When it comes to generating bad news and costing taxpayers cash, it’s tough to top Tuolumne County’s landfill site off Campo Seco Road.
The 1974 purchase of the Jamestown-area acreage as a dump was itself controversial. But operating it was nowhere as costly as the repeated and largely unsuccessful attempts to seal off the 1.5 million cubic yards of potentially toxic garbage dumped before the landfill shut its gates in 1995.
In the years since, these closure attempts have cost the county more than $14 million, have brought ultimatums and fines from the state, have generated lawsuits and have forced the county to borrow millions to finally do the job right.
So amid all this gloom at the landfill, it’s good to see a ray of sunshine.
That figurative ray comes courtesy of Alltech Environmental, a Sonora firm that wants to set up an array of huge solar panels next to the decommissioned dump, make energy with those rays of sun and selling it.
What’s more, Alltech wants to lease the land from the county for $10,000 a year, with an option to buy it later.
The 91 acres at issue is not the landfill itself — that would be too much to ask.
Instead, the parcel is next to the 54-acre former dump.
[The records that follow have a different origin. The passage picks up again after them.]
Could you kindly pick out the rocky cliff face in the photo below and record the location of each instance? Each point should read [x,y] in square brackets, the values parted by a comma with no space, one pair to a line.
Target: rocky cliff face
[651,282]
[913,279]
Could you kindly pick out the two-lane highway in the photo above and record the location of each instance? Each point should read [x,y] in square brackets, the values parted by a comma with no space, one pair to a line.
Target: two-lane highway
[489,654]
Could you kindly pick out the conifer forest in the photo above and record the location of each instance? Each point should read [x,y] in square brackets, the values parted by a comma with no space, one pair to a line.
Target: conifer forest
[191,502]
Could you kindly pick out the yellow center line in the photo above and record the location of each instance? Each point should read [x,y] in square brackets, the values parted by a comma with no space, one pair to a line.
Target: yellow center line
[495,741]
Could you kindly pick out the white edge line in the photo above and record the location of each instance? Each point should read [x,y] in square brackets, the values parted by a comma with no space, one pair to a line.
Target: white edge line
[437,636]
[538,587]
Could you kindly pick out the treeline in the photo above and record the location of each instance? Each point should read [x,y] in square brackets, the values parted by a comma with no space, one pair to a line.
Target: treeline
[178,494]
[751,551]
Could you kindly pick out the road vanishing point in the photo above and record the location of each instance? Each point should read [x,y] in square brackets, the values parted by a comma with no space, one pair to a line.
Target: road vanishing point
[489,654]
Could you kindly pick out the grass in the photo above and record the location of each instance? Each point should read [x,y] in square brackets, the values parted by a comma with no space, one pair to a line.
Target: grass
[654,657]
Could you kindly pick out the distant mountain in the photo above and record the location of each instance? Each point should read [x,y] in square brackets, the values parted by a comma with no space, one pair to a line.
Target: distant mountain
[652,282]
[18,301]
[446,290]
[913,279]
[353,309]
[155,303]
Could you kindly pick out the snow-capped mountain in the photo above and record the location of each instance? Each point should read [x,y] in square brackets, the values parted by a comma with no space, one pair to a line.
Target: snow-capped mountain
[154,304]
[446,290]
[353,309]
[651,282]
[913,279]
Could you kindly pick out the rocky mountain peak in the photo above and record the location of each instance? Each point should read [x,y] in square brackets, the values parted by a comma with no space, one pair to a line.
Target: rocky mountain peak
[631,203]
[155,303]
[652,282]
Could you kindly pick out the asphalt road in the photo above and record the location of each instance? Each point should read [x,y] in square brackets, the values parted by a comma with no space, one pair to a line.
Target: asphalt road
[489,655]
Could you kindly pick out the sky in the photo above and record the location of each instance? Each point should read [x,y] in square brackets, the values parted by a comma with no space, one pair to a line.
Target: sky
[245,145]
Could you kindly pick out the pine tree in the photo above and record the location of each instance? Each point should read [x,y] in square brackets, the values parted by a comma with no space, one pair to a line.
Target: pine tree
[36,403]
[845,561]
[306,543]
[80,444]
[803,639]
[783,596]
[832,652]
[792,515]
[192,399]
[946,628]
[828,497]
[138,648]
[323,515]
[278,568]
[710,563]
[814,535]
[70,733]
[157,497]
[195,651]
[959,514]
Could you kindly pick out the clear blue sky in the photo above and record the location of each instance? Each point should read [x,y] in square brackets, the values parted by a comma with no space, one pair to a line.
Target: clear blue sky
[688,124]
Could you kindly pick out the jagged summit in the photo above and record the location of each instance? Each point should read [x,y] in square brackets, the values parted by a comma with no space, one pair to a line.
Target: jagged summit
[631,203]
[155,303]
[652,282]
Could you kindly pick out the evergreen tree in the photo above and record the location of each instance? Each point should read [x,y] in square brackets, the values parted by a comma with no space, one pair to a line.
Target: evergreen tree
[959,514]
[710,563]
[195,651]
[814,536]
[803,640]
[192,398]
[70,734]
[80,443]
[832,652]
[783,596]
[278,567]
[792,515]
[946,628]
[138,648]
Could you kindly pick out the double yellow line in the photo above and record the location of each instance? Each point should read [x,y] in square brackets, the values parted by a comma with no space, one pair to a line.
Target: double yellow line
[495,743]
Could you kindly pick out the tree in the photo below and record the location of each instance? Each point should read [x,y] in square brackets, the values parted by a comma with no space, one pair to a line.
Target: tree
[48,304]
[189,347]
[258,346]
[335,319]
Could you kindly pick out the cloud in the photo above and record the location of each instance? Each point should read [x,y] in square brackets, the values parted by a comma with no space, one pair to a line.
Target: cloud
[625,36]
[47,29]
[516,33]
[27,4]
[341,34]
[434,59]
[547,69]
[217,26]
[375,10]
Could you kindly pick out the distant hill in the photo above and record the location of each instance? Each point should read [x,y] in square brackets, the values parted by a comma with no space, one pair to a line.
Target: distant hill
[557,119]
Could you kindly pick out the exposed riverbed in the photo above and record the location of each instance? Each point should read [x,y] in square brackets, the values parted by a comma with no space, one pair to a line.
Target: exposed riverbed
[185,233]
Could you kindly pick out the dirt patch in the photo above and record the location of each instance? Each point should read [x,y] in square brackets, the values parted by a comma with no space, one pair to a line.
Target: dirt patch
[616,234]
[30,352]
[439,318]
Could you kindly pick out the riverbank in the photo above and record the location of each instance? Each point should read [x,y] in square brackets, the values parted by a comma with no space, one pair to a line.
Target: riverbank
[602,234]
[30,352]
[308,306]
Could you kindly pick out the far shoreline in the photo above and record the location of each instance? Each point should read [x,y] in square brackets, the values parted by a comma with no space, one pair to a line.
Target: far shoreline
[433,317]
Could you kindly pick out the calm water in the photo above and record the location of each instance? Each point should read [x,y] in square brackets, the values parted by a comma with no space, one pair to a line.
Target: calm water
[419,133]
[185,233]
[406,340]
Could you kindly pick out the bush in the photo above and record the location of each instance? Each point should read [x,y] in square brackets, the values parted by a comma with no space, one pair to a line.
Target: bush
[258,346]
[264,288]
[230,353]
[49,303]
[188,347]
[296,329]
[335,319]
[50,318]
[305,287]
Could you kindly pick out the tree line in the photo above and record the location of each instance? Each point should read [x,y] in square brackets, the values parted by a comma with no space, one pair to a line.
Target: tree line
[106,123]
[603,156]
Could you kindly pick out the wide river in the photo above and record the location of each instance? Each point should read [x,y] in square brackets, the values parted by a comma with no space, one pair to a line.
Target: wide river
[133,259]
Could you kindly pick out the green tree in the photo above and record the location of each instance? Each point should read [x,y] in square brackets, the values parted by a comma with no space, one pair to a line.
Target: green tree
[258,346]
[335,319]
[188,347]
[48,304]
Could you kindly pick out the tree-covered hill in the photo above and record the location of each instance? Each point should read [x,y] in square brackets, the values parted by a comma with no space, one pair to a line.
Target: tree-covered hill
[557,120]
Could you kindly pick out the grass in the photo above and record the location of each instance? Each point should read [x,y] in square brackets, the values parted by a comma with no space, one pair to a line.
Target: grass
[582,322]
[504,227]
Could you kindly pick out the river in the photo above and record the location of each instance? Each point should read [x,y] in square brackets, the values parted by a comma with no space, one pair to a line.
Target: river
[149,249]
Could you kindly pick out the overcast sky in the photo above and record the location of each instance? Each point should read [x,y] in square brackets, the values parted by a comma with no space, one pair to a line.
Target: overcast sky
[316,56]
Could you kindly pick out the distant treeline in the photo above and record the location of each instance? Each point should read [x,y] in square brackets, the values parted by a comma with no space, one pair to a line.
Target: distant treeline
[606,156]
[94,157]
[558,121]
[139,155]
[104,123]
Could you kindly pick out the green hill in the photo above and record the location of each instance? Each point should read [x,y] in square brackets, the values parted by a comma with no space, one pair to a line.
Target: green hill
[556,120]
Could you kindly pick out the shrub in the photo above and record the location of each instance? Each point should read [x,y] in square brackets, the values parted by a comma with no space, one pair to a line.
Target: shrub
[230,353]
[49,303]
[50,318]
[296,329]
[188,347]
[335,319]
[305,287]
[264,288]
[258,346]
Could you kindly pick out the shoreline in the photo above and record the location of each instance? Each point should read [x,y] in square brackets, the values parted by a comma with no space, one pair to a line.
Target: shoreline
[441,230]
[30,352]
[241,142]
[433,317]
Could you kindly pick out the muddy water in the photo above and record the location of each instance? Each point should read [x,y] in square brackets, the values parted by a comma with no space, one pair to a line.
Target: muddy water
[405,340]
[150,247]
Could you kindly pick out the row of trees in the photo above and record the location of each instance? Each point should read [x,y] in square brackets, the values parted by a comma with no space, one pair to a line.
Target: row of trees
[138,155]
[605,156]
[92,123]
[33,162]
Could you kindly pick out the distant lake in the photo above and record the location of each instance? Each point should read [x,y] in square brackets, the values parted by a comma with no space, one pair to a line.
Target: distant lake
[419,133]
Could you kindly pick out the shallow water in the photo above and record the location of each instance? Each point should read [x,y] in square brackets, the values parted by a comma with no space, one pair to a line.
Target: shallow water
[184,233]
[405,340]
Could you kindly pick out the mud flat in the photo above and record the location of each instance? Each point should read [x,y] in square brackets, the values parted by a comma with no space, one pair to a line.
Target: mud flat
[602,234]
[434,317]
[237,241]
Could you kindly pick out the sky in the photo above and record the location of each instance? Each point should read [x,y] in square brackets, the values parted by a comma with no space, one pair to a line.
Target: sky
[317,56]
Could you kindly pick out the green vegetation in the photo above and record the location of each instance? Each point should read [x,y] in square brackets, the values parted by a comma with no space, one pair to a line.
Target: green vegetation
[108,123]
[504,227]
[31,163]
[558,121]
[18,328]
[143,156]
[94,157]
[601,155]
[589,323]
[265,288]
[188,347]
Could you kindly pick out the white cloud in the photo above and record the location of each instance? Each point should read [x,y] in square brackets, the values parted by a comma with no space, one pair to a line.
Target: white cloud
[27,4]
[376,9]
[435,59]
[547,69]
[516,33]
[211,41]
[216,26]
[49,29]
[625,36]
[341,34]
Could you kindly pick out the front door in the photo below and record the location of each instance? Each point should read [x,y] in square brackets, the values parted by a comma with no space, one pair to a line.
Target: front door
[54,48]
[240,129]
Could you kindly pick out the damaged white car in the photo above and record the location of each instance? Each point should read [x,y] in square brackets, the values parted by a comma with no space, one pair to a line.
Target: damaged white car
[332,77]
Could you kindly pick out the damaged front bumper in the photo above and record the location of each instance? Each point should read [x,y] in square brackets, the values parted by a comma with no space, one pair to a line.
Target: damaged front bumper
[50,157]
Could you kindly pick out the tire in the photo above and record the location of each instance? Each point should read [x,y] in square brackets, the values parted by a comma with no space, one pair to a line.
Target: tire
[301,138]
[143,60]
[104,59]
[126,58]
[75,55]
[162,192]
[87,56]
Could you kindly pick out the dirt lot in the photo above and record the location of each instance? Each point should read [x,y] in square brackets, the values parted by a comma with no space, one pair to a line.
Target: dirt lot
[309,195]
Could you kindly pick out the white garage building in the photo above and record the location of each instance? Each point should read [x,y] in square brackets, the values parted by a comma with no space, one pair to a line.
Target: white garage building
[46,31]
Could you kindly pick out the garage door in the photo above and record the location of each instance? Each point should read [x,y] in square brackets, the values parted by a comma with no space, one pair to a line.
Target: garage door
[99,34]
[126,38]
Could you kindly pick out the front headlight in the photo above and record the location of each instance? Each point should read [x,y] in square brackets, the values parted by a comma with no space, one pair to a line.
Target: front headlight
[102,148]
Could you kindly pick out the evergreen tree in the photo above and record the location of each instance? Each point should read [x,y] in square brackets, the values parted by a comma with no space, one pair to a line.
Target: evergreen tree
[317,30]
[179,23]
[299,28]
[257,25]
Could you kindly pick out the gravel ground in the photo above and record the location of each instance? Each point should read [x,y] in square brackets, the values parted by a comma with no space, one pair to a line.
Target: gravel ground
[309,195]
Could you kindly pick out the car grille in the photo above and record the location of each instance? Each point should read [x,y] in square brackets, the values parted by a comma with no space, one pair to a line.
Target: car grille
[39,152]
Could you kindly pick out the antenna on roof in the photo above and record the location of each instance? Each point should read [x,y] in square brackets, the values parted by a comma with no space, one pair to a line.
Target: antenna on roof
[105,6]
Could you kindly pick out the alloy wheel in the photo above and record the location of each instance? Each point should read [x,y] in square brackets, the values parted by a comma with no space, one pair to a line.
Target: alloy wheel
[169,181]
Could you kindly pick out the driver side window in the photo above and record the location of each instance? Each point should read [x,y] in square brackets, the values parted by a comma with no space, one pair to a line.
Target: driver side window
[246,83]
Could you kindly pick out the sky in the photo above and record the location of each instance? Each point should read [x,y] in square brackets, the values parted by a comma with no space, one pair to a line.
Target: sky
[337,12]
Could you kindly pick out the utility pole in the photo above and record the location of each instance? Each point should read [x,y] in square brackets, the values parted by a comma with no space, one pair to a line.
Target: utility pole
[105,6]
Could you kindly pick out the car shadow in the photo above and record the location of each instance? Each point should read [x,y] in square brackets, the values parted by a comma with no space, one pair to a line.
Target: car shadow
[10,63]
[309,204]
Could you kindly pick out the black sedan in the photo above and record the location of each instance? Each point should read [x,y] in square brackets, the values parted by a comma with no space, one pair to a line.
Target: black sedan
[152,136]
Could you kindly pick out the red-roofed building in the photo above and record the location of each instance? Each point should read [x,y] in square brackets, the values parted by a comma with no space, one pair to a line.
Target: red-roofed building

The county bought it in the mid-1980s as a potential expansion site, but when voters in 1992 said no to a parcel tax that would have funded the annex, those plans were abandoned.
Which doesn’t mean that the county acreage suddenly became valuable investment property, the future home to a new government complex or the site of a sought-after industrial park. Instead, thanks to its problem-prone, potentially toxic neighbor, it was all but worthless.
Alltech CEO Terry Rice filed the lone reply to the county’s call for development proposals on the parcel.
Earlier, he had proposed the solar layout on county-owned land at the old Sonora Mining Corp. site west of Jamestown. But the nod instead went to Vince Estell, a Modesto developer who plans an elaborate botanic garden and adjoining recreational complex on the land.
Rice and Alltech now propose at least 2,240 solar panels guided by trackers which will keep them aimed at the sun for greater efficiency. The 20 megawatts generated could supply nearly a third of Tuolumne County’s electrical needs, although energy would go directly into the area’s power grid.
Rice estimates that the landfill-area complex will employ up to 20, have an annual payroll of $1.22 million and could generate $10 million a year. There is also the potential for growth, he said, as profits could be reinvested.
Skeptics might say that Alltech is a small, unproven firm, that the county needs a much better deal and that the whole plan is just too good to be true.
But doubters should consider what the county has earned off this land over the past 25 years — nothing.
Sure, at the rate of $10,000 year, it would take 1,400 years in rent to cover landfill closure costs. But what other possibilities do we have?
With gas prices increasing almost daily, a proposal to generate clean, inexpensive energy couldn’t be more timely. And there’s a delicious irony in that this environmentally sound project will be next to one of this county’s most notorious ecological trouble spots.
The Board of Supervisors, remember, has voted only to open negotiations. Nothing has been signed and no commitments have been made.
All the board is saying is that Alltech’s idea deserves further exploration — a conclusion with which we thoroughly agree.